Lhe war that Israel launched against the Gaza Strip, following the terrorist carnage perpetrated by Hamas on October 7, 2023, is by far the deadliest of the entire Israeli-Palestinian conflict. However, it is only the fifteenth of the wars that Israel has waged against the Palestinian enclave. since the founding hostilities of 1948, which transformed the prosperous oasis of Gaza, a centuries-old crossroads of trade between Egypt and the Levant, into a “strip” of territory, with contours defined by the ceasefire between Israel and Egypt. While the Jewish state absorbed 77% of the territory of the former Palestine and Jordan annexed 22%, the “Gaza Strip”, administered by Egypt without being annexed to it, welcomed a quarter of the Arab population of Palestine on 1% of its historic territory.

The inhabitants of the Palestinian enclave, whose density already worried observers at the time, were two-thirds made up of refugees from all over Palestine, hence the structuring role that UNRWA assumed from the outset, the United Nations agency dedicated to Palestinian refugees, which has become the largest employer and service provider in the Gaza Strip. This overwhelming majority of refugees also results in the transformation of Gaza into a crucible of Palestinian nationalism, driven by the armed struggle of the fedayines.

From the border war to the intifadas

After the founding war of 1948, the following five wars were waged by Israel in an attempt, already in vain, to eradicate Palestinian nationalism. Firstly, there is the “border war”, which sees Israel establishing a security belt of militarized kibbutz at the gates of the Palestinian enclave, with a cycle of low-intensity hostilities between Palestinian “infiltrations” and “retaliations”. Israelis. Then came the first Israeli occupation of Gaza, from November 1956 to March 1957, all the more bloody as it was intended to eliminate the fedayines and their networks, an elimination which would nevertheless only be effective with the reestablishment of security. Egyptian supervision.
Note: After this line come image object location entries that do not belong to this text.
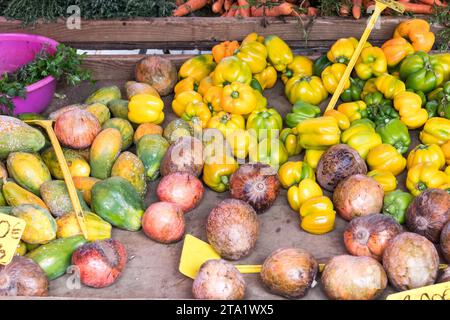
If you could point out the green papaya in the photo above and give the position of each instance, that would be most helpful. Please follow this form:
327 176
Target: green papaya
118 202
104 151
15 195
100 111
151 148
131 168
55 257
41 226
104 95
125 128
17 136
119 108
28 170
56 197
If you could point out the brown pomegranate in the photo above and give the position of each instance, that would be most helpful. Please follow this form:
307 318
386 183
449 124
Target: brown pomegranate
289 272
182 189
411 261
428 213
358 195
100 263
232 228
257 184
218 280
185 155
369 235
353 278
23 277
336 164
77 128
163 222
158 72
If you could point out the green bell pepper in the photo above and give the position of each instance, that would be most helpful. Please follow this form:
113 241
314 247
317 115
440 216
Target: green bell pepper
421 71
320 64
353 93
301 111
396 203
396 134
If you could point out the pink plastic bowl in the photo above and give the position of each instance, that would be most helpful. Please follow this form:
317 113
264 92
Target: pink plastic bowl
19 49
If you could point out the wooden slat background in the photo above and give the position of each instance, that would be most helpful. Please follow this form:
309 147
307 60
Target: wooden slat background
202 33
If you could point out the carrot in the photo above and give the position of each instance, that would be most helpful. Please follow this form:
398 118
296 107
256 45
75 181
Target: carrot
418 8
188 7
356 9
217 6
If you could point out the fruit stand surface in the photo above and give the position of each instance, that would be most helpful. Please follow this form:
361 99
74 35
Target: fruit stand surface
152 268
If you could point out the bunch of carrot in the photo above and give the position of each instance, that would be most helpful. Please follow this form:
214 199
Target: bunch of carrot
247 8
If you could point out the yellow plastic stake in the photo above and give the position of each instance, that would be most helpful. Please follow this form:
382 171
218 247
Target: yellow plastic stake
48 126
380 5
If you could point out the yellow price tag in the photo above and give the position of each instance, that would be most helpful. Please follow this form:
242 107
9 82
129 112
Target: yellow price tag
11 229
439 291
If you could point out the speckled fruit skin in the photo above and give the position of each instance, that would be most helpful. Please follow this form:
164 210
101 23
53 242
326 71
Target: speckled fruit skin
232 229
338 163
353 278
218 280
428 213
100 262
163 222
181 188
411 261
289 272
77 128
257 184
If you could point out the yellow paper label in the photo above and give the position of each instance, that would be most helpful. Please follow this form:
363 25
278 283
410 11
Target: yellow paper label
439 291
11 229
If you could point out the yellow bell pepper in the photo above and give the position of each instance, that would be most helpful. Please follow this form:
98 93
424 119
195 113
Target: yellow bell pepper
292 172
385 178
317 215
217 172
204 85
371 63
318 133
231 69
424 176
267 78
226 122
353 110
361 137
435 130
308 89
312 157
341 118
238 98
342 50
197 113
386 158
290 139
409 106
253 53
423 153
299 66
279 53
389 85
305 190
180 102
197 67
144 108
446 151
332 75
213 98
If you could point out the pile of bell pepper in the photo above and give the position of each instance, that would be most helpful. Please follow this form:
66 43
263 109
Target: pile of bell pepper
393 89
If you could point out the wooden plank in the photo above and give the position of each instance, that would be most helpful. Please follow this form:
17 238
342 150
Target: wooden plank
176 33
Then came the Israeli-Arab Six-Day War of June 1967, following which the Israeli army once again occupied the Palestinian enclave. This lightning victory, however, did not spare Israel from a laborious “four-year war” against a low-intensity Palestinian guerrilla, which was only defeated, under the authority of General Ariel Sharon, by the destruction of part of the enclave and by the emergence of an Islamist alternative to the nationalist movement. During the “shadow war” that followed, Israeli services mobilized the Muslim Brotherhood of Sheikh Ahmed Yassin, the future founder of Hamas, against supporters of the Palestine Liberation Organization (PLO).